Hoy todo ofende

Por Juan José Alonso Llera

“Hay 7 trillones de nervios en el cuerpo humano, y tú irritas todos”

“Para ser de la generación que creció viendo South Park, como que la gente se indigna de todo”.

Hoy nos plantemos las preguntas: ¿estaremos exagerando en corrección política o será que lo que está pasando en el mundo era justo y necesario?

¿No les parece que ahora todo mundo se ofende?

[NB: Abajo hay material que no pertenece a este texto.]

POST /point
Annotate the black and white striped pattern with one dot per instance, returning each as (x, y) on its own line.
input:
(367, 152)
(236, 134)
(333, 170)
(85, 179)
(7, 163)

Cada día es más difícil llamar a las cosas por su nombre, ya que últimamente con tanta apertura, inclusión, igualdad y demás términos que son producto de la modernidad social, a muchas personas se nos cuestiona o sataniza sólo por la manera de expresarnos. Hoy cualquier comentario, broma, carrilla, apodo o expresión llanera, es tomado como ofensa, aunque el ofendido no tenga la más mínima idea de su significado o ni siquiera sea el aludido. Lo anterior bajo condiciones normales, pero si eres profesor, conferencista, político o figura pública, estás cada vez más en riesgo de lo que salga de tu boca.

Sin duda los apuntados o sus protectores tienen la piel muy delgada ante la ironía o el sarcasmo. En el caso del Alquimista es el pan de todos los días, de hecho, he llegado a pensar en comprarme un traductor de verdades puras y duras a lo políticamente correcto, o de ironía y buen humor, a solo dime cosas serias y bonitas que no me causen estrés, a “y ese comentario es misógino, machista y si sigues así me voy”. “Enterado, creo que no entendiste nada, van primero tus complejos que la idea principal”.

Lo políticamente correcto nos despoja de muchas virtudes a la hora de tener nuestra propia personalidad, de decidir por nosotros mismos; ante lo cual se origina la fuerza de sectores sociales que acaban siendo la clase dominante, la que impone sus morbosas reglas y que luego pisotean las ideas de otros. La misma clase que por su posición dominante o ignorante o acomplejada, tildan algunos temas como tabú para el resto de la sociedad.

Eso, ni más ni menos, supone que seamos más reaccionarios, más exaltados, propensos a ofendernos con presteza de todo y de todos. Dado que siempre hay colectivos sociales que ponen barreras y que niegan otras realidades diferentes a las suyas. La sociedad actual se vuelve más acrítica porque fácilmente eres: racista, homófobo, misógino, machista, clasista, insensible o cualquier otro calificativo inhibidor de tus palabras y pensamientos; no sabe dónde queda el horizonte y se transmuta más sensible. No hay colectivo social que no tome la justicia por su mano ante hechos que no son de su agrado; verbigracia, no hay obra artística o literaria que, por el mismo tema que trata, no llegue a ofender a alguien. Con facilidad hay más gente propensa a sentirse agraviada cuando el mundo no gira a su gusto, cuando algo no entra dentro de sus ideales. Con facilidad hay personas que, automáticamente, tienen el deseo de buscar los tres pies al gato, tergiversar un mensaje o spot y darse por aludidas, aunque dicho mensaje no tenga, equívocamente, ninguna intencionalidad de ofender.

Así son las cosas. Sucede en el día a día, que salga el sol por donde salga habrá alguien que se ofenda porque no le agrade. Siempre estaré a favor de los derechos de las personas, de la libertad de expresarse y de pensar, de la igualdad de oportunidades para todos lo géneros, creencias y colores. Pero por favor sentido común y buen humor.